How many times have you sent notes with log extracts to ISP's or abuse
contacts about probes or attacks on your network only to get either an
auto-reply or nothing and watch the activity continue and 
continue, day
after day? Out of the last seven years, I can count on one hand the
number of actual responses I got from abuse contacts regarding serious
malicious traffic against one of my networks. One was from a Japanese
admin. One was from a sys admin at a .edu (an Oregon CC, 
BTW). The other
two were from .com/ISP's. That is out of more than a thousand.

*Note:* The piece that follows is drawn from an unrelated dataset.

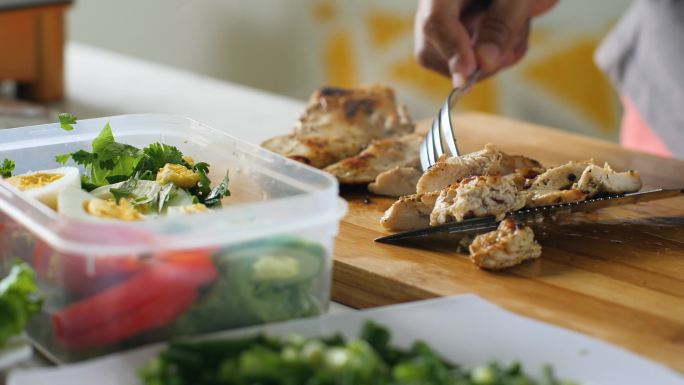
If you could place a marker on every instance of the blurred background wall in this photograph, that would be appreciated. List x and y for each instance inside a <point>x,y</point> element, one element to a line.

I think we are way past the time when we can expect polite.

Guy L. Pace, CISSP
Security Administrator
Center for Information Services (CIS)
3101 Northup Way, Suite 100
Bellevue, WA 98004
425-803-9724

gpace () cis ctc edu


-----Original Message-----
From: Brock, Anthony - NET [mailto:Anthony.Brock () OREGONSTATE EDU] 
Sent: Friday, January 19, 2007 9:18 AM
To: SECURITY () LISTSERV EDUCAUSE EDU
Subject: Re: [SECURITY] Connectivity problems with the US Army

-----Original Message-----
Maybe they meant 29 IPs were probing.  We saw around 35 of your IPs 
either scanning port 2967 or actively attempting to exploit the 
Symantec vulnerability against systems here.

Very possible. However, this still seems a bit extreme for 
implementing
a "permanent block" of this scale. Also, there should be some 
method for
notifying the affected site and correcting the issue.